Developing relationships, leisure and recreation activities is just as important as a job for achieving a happy and successful life, Forsythe-Lantz points out. For all students, emotional growth should be as important as academic growth.
So in addition to developing job skills, School to Work and Life Skills students learn the personal and social skills they need to be "good people," to build and maintain relationships and keep fit and active in the community. Physical activity is especially important, Forsythe-Lantz comments, as recent studies have shown that special needs adults who maintain regular participation in some form of sports stay healthier and independent longer than those who do not. This aspect of the program includes a wide range of activities from learning to wash their hair, to planting and caring for the Eco-Garden at the school, to learning tolerance and acceptance of others.
Resources
Creating and maintaining an atmosphere of possibilities and choices for special needs students often requires more resources than would doing something similar for students in regular academic programs.
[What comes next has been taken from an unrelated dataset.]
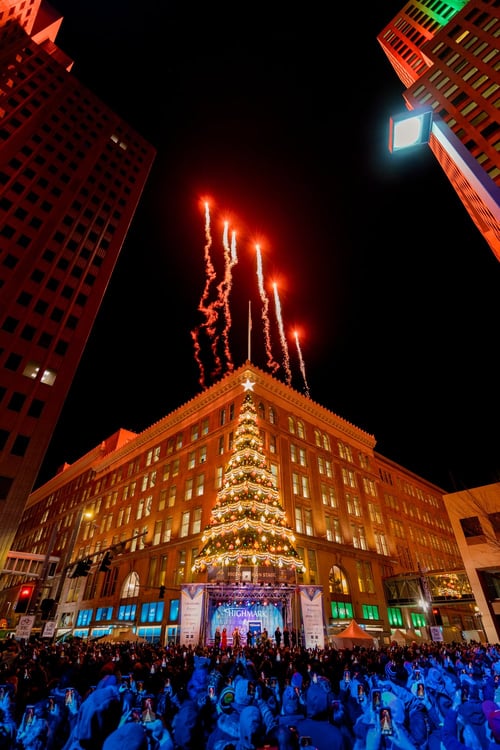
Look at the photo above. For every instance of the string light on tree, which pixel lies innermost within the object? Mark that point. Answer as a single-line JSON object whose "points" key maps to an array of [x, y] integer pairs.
{"points": [[248, 525]]}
But, "you spend it now or you spend it later on social services," says Forsythe-Lantz. "I have no problem being that direct about it." It's an investment in everyone's future, she argues.
Special needs programs require more in the way of resources than just money and technology, too. They need time and extra personnel. Since each of the students in Forsythe-Lantz's classes has a different set of challenges and a unique personality, each needs a personalized education plan, something that takes time to develop and monitor (see "A Path to Success"). In addition, educational assistants are essential to implement these plans, to escort students to work placements or give them individual tutoring.
While Forsythe-Lantz admits the need for labels, she believes that in all the ways that really matter we're all the same. Everyone, regardless of academic ability or label, has the same needs and desires. We all want to be accepted, to be helpful and productive, to have friends and family around us. And while we can't all master advanced calculus, she says, we can all learn to wear one label: friend.